I'm not sure what _kawaii_neko_ said is entirely accurate. I can think of a few verbs, just off the top of my head, that end with _k_ that don't require the suffix -i, for example:


*to be shot *_ditembak_
*to be stepped on* _diinjak_
*to be invited*_ diajak_

That is, not to say that those verbs _can't_ take the suffix, but rather that the suffix -i is not always necessarily because of the word ending in a certain letter.

A *verb* can usually take a suffix -i for one of two reasons: to signify a location (locative suffix -i) and to signify repetition (repetitive -i). 

Though the conjugation of _masuk_ seems uncommon to me, depending on context, _dimasuki_ can signify a location (*rumah itu dimasuki pencuri* _that house was entered by a burglar_) and a repetitive action(*).

As with my previous example, the suffix -i can also work on _ditembak_ to form _ditembaki_ (*to be fired at*) and on _diinjak_ to form _diinjaki_ (*to be trampled*).
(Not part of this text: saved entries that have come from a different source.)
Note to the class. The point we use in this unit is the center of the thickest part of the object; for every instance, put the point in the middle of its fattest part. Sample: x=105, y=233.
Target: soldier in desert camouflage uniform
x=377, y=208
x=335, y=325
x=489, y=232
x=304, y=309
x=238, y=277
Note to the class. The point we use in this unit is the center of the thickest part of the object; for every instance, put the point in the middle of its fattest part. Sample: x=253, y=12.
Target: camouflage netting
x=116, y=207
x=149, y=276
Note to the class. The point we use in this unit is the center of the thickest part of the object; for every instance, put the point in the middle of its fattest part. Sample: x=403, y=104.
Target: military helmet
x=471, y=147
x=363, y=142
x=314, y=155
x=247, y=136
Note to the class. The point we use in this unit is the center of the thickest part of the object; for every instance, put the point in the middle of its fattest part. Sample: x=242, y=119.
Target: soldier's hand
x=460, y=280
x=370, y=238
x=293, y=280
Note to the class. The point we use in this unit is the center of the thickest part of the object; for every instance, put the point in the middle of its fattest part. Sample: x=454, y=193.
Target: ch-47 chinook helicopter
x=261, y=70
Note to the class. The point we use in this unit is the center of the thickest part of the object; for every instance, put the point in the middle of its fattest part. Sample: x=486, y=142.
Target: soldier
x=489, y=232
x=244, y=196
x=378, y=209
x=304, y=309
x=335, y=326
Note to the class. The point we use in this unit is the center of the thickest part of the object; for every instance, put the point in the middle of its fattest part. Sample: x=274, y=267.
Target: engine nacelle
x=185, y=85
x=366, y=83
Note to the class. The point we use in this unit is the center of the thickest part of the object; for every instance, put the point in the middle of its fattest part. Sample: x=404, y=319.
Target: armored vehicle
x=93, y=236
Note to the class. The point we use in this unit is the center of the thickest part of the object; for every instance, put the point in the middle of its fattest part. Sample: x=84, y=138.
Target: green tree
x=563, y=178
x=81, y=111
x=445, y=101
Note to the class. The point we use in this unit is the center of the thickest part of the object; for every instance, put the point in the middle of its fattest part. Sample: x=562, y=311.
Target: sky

(*): Personally, I would avoid the conjugation _dimasuki_ altogether, because of this meaning. In colloquial terms, the word can imply sexual acts.


----------



## kawaii neko

*to be shot *_ditembak_
*to be stepped on* _diinjak_
*to be invited*_ diajak_

That is, not to say that those verbs _can't_ take the suffix, but rather that the suffix -i is not always necessarily because of the word ending in a certain letter.

A *verb* can usually take a suffix -i for one of two reasons: to signify a location (locative suffix -i) and to signify repetition (repetitive -i). 

Though the conjugation of _masuk_ seems uncommon to me, depending on context, _dimasuki_ can signify a location (*rumah itu dimasuki pencuri* _that house was entered by a burglar_) and a repetitive action(*).

As with my previous example, the suffix -i can also work on _ditembak_ to form _ditembaki_ (*to be fired at*) and on _diinjak_ to form _diinjaki_ (*to be trampled*).


----------



## sufler

How should I understand such sentence:


> Puri Lumbung Cottage adalah sebuah proyek yang bertujuan untuk menjawab beberapa isu yang dihadapi Bali.


"Puri Lumbung Cottage is a project that aims to answer some problems that are faced by Bali".
From the sentence order I may infer that "problems face Bali" not "Bali faces problems".
Is that all right?

*Can I translate the verb menjawab = "to answer" as "to solve (the problems)" in this sentence?


----------



## adrnstyd

sufler said:


> How should I understand such sentence:
> 
> "Puri Lumbung Cottage is a project that aims to answer some problems that are faced by Bali".
> From the sentence order I may infer that "problems face Bali" not "Bali faces problems".
> Is that all right?
> 
> *Can I translate the verb menjawab = "to answer" as "to solve (the problems)" in this sentence?



I'm a native Indonesian.
For this:


> Puri Lumbung Cottage adalah sebuah proyek yang bertujuan untuk menjawab beberapa isu yang dihadapi Bali.


I guess I would translate it to this:


> Puri Lumbung Cottage is a project that aims to answer some problems that the  Bali government is facing.



"Menjawab" commonly used when you're just trying and to solve and not really sure about your answer. But recently it also used when refering to something that has been done/will be done by the government or some officials to overcome a problem that occured in their area of expertise.
For example:


> Pemerintah Bali telah menjawab permasalahan krisis air minum dengan mengadakan alat filtrasi canggih untuk perusahaan air minumnya.


The above use usually appears on the news.

Actually you can also replace the word "menjawab" in that sentence with "memecahkan" (to solve/to crack a problem). And both will still have the same meaning, which is:


> Bali government solved the drinking water shortage problem by providing some high-end filtration equipment for their water company.



Memecahkan is only used when you are really sure that the problems are solved by that answer/action and you think no further discussion needed.
Menjawab generally used when you are *answering questions* and recently used also (due to influenced by English) when you are solving problems (mostly used in an official statement).


----------



## Ridwan Nurhayat

sufler said:


> Once I came across such a sentence that meant "to make it easy (for people) to read...":
> 
> Can I use such form in every case? For example when I want to say "to make it easy to get in" can I say
> ?



IMHO,
"to make it easy to get in" = supaya mudah masuk
"to make it easy for something to get into" = supaya mudah dimasuki


----------